Carnet de voyage – La Belle Guinée – Julie Ladret

5. Les rebelles

La démence diurne enfante ses macchabées à la pupille dilatée. Le blanc immaculé des orbites semble accuser le ciel… Une plaie béante dissocie presque la tête du corps raide, le sang est noir comme un reste d’homme…

Tatoué aux endroits cachés, l’assaillant trône. Respiration saccadée, il essuie son front détrempé de sueur droguée… Il ne voit qu’un flou «Tue, tue, tu existes en négation à la vie. Ta réalité est une mer de sang noyée d’innommables ennemies…»

Le hurlement d’une femme est un chant fou. Une vie traquée, apeurée, pénétrée de part en part, violée jusqu’à ce qu’elle n’ouvre plus jamais son regard, jusqu’à ce qu’elle…

Silence…Son corps perle. La femme dévoile son dernier souffle, libère ses paupières et le fixe… Elle le fige dans sa propre horreur, elle lui renvoie un mirage de lave et de sang…

«Manche longue ou manche courte?», la bouche de l’assaillant se perd dans un rictus haineux. Ces mots le frappent dans la tête comme les tambours incessants, comme les milliers de cœurs de ses victimes mutilées…

Les bras, les jambes s’entassent dans l’immense charnier de son âme. Les bras de son père, le regard de sa mère… Et ces autres qui l’empoignent, l’enserrent, le droguent et le transforment par une immonde alchimie…

Même la famille ne reconnaît plus l’enfant, tellement détruit, écorché, griffé par l’effroyable réalité que ma peau blanche a créée.

Être sans famille sur cette terre rougie de heurts, c’est être une ombre, un oublié, une erreur…C’est ne plus être…

Mais qui sont ces rebelles, sinon des ombres impénétrables marquées par la folie humaine, que des soldats sans pays qui vivent pour tuer, qui ne défendent rien, ne construisent rien…Ils sont le fruit issu de la ronde des idéaux occidentaux déchirant les rideaux du monde. Pourtant, la mort ne soumet personne et encore moins les hommes aux hommes…

Et les barrages se referment au point du jour. Un homme, nu, tremble sous l’œil de la dictature policière cherchant un tatouage caché, bien caché…

La vie est foulée par des bottes boueuses…. Et cet incroyable silence…

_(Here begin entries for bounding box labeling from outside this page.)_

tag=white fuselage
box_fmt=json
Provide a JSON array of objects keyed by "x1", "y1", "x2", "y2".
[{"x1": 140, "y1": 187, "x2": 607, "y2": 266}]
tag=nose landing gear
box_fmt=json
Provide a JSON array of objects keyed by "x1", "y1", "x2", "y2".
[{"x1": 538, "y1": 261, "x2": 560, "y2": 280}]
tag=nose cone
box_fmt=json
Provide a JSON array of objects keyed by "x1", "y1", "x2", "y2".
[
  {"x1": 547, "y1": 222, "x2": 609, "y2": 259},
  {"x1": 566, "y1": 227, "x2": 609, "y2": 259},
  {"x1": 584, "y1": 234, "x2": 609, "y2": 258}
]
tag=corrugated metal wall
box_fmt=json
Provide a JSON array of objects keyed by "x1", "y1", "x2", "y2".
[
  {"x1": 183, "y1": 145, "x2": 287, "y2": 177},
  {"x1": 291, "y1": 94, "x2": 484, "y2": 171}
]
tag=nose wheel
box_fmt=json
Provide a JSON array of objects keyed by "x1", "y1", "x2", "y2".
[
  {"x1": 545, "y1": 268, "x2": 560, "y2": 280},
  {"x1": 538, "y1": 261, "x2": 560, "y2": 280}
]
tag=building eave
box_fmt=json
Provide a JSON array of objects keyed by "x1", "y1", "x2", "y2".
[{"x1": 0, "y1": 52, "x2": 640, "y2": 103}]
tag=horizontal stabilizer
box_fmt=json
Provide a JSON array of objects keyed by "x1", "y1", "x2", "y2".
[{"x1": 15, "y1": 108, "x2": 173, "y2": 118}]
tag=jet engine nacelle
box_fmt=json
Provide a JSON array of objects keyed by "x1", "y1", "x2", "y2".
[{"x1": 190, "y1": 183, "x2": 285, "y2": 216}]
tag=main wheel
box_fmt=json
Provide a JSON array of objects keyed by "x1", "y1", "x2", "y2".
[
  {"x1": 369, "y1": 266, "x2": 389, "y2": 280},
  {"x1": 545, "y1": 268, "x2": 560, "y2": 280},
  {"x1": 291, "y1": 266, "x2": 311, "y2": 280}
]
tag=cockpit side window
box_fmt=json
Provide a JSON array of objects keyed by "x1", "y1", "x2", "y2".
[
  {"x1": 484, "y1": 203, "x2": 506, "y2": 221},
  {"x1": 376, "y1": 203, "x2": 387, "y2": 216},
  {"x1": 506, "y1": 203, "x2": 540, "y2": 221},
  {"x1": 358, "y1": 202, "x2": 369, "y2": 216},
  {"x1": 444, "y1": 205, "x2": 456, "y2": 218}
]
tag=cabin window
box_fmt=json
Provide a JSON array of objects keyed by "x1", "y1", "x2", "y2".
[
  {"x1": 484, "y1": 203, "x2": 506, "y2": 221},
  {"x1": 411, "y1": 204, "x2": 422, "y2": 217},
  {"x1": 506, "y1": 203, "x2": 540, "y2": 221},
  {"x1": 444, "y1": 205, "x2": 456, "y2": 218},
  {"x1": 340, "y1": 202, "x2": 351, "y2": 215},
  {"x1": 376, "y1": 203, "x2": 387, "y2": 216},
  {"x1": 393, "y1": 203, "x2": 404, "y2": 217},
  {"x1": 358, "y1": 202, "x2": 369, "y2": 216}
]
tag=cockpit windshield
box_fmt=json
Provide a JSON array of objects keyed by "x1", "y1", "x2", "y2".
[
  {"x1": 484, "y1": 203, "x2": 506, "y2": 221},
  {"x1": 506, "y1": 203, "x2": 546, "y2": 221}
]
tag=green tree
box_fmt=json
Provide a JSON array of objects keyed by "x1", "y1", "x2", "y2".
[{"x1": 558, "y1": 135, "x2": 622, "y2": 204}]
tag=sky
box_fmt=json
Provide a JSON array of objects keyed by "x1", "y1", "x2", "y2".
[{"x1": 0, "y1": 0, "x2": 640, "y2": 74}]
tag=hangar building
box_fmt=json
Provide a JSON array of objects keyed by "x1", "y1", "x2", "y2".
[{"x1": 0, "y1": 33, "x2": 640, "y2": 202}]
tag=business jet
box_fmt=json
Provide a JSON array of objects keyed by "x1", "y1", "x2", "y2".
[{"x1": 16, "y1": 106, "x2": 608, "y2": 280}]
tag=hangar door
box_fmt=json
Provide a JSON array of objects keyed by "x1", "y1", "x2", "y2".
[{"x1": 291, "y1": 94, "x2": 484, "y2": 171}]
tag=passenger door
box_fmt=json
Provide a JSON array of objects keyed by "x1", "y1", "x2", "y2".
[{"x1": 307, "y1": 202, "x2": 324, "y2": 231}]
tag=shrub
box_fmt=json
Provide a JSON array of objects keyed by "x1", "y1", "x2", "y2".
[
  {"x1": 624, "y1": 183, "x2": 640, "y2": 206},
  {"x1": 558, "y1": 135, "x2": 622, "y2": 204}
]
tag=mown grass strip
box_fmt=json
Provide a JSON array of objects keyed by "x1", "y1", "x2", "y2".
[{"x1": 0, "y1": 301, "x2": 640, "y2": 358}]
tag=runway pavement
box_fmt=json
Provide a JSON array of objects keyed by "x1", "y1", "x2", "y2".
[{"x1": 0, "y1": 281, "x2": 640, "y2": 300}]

Après seulement, la nature retrouve sa voix. Après seulement, la vie renaît, autrement mais toujours… C’est comme chercher son cœur dans le chant d’un oiseau….

La bataille

Les rebelles avancent aux portes du désespoir. Une ville fantôme désertée par l’oubli…

L’exode ruisselle sur les routes comme un fleuve humain dégorgeant de peur, de cri et de misère…

Cette intolérable incertitude qui enserre les poitrines, un étau de fer sur une chair noire…

La dernière ville doit tomber devant la richesse, devant l’aveuglant diamant que porte cette terre. Une folie…

Juste avant la bataille, tout est vide, creux. Le pas des mercenaires résonne. C’est un pas dérangé, incontrôlé…Les rebelles s’avancent, s’avancent dans un vacarme solitaire sans savoir que doucement se referment sur eux d’innombrables poings levés, mains armées…Ils se croient seuls, forts mais tout est déjà fini, ils sont légion à les combattre, jeunes volontaires en soif de paix…L’étau armé a tiré, tiré, tiré, jusqu’à l’orée du soir…. Puis le feu, les murs de la ville tremblent de peur pour les rares âmes humaines qu’ils protègent encore…

L’enfant soldat à la peau d’argile tombe. Enrôlé dans une guerre qu’il n’a pas voulue, il tombe pour rien, absolument rien…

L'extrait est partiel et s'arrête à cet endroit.